Limitations and future work
The reliance on external LLM APIs raises concerns about latency variability, cost, and data privacy. Prompt design is currently manual; automated prompt generation or optimization could improve robustness across heterogeneous network environments. Moreover, scalability to very large dSDN deployments and applicability to other threat classes (e.g., switch‑level poisoning, insider attacks) remain open research questions.

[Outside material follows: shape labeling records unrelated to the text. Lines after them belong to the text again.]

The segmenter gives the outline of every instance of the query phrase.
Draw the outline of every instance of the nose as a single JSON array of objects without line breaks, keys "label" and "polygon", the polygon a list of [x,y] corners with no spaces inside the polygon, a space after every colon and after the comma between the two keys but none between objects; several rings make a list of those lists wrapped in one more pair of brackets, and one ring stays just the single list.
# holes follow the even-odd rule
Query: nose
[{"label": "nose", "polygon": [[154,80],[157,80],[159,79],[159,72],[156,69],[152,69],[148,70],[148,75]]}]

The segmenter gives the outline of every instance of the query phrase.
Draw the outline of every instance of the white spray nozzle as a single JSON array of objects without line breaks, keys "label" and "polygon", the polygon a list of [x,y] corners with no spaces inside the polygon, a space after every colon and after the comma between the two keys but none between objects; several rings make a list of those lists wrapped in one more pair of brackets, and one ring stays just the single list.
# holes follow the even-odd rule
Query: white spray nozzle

In summary, the paper presents an innovative, practical solution that combines lightweight network telemetry with state‑of‑the‑art language‑model inference to achieve near‑perfect DDoS detection and rapid, localized mitigation in decentralized SDN infrastructures. The results suggest that LLM‑based in‑context learning can become a valuable tool in the network security arsenal, especially for environments where rapid adaptation and minimal operational overhead are paramount.